GDP numbers came in weaker than expected, with a 1.6% annualized growth, marking the slowest quarterly gain in nearly two years. The market reaction was swift and harsh; Wall Street saw significant drops across the board as hopes for an imminent rate cut from the Federal Reserve dwindled.
Contrary to widespread anticipation, I maintained for months that there would be no rate cut at the June meeting, a prediction validated by today’s events. Despite Wall Street’s fervent projections, which had put the odds of a rate cut at around 70%, the reality has proven otherwise. Today, top analysts are scrambling to adjust their forecasts, realizing they’re months behind the curve.
This isn’t a new trend. Wall Street has a track record of erroneous predictions regarding rate cuts for almost two years. They’ve repeatedly pushed back the anticipated pivot date for rate cuts, only to be consistently proven wrong. Now, with the possibility looming that there might not be any rate cuts this year, it’s evident that relying on Wall Street forecasts alone is a risky venture.
The current economic landscape presents a concerning scenario: slowing growth coupled with rising inflation, hinting at the spectre of stagflation. Despite the Fed’s assurances and carefully laid plans, the assumption of an inverse correlation between interest rates and inflation lacks empirical evidence. History has shown us that the Fed often follows market trends rather than leading them, indicating a reactive rather than proactive approach.

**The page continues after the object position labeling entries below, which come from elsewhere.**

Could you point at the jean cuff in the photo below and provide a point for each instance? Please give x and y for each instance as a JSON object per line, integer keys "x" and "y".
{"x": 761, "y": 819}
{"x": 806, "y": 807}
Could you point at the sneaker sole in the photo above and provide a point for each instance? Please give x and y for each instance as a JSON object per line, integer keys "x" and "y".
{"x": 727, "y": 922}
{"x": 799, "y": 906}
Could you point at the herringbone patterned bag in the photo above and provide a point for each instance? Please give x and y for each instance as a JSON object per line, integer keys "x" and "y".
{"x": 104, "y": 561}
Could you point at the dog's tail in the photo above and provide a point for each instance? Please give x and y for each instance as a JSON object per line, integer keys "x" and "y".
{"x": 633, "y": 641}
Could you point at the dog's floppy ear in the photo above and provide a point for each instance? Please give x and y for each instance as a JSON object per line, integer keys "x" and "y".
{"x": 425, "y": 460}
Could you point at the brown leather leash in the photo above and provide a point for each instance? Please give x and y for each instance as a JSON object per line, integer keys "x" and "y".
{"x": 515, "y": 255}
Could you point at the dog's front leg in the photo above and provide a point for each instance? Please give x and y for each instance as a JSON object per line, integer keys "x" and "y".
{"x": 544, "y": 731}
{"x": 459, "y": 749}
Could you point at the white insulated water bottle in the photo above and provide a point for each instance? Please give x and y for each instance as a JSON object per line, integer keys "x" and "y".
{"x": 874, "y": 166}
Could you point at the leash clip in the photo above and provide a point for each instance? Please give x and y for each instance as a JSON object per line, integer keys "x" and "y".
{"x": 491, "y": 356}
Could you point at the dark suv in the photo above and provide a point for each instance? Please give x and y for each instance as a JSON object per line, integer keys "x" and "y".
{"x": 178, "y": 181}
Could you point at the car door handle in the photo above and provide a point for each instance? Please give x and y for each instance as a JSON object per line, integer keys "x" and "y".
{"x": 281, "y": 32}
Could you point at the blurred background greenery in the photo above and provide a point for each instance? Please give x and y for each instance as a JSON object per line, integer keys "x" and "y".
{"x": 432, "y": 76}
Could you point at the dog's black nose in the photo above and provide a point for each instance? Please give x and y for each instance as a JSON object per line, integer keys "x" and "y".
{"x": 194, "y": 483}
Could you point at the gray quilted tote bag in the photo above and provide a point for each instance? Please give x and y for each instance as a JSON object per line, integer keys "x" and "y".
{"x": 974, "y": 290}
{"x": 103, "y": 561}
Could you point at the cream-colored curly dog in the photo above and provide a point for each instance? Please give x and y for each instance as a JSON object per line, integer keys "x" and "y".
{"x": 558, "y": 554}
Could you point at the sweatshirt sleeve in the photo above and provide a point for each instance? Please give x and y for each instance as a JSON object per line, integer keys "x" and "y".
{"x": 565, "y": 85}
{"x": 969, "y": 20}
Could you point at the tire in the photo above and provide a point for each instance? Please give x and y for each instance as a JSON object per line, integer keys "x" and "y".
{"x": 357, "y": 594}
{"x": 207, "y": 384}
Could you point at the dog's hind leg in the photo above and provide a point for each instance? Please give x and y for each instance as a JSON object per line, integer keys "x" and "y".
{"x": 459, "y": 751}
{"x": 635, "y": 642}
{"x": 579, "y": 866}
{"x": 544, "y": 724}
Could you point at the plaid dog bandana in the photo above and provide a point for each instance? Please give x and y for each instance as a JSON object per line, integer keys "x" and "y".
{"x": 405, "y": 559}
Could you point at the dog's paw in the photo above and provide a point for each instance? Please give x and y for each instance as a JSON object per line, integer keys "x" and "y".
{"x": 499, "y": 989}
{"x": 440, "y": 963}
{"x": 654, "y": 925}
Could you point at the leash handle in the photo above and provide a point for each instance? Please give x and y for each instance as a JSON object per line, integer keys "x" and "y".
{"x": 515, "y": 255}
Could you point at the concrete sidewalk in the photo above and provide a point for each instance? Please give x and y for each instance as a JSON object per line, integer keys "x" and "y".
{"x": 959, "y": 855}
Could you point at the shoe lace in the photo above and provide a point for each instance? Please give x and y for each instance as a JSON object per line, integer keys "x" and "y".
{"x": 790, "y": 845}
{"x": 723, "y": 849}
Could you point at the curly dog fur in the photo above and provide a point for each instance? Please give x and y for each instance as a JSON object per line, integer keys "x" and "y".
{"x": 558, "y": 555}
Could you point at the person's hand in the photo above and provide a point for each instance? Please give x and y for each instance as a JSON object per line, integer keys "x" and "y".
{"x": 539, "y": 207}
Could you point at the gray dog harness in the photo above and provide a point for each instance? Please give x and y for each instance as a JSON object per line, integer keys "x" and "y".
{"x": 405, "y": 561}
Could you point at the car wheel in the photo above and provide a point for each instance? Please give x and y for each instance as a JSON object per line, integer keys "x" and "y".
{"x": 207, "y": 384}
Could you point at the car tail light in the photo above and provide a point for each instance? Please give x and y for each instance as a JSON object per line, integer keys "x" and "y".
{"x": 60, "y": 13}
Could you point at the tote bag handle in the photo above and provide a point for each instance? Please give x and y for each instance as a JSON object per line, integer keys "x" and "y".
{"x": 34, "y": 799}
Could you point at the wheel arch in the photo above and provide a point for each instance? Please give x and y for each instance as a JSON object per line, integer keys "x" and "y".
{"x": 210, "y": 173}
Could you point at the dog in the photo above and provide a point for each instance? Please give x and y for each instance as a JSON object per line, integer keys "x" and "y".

Fed Chair Jay Powell’s recent remarks echo the ongoing uncertainty surrounding monetary policy. The Fed faces the dilemma of not wanting to cut rates too soon for fear of stoking inflation, yet also hesitant to keep rates high and risk recession. With today’s GDP figures reflecting a slowing economic engine, the narrative of Fed omniscience begins to unravel.
In reality, the Fed’s influence might be overstated, and Wall Street’s reliance on their forecasts misguided. It’s a case of the blind leading the blind, with bad models consistently leading to flawed predictions. As investors navigate this uncertain terrain, it’s crucial to maintain a critical eye on both Wall Street projections and the Fed’s rhetoric.
In conclusion, today’s GDP numbers serve as a stark reminder that economic forecasting is an imperfect science, and blind faith in either Wall Street or the Fed is a perilous game.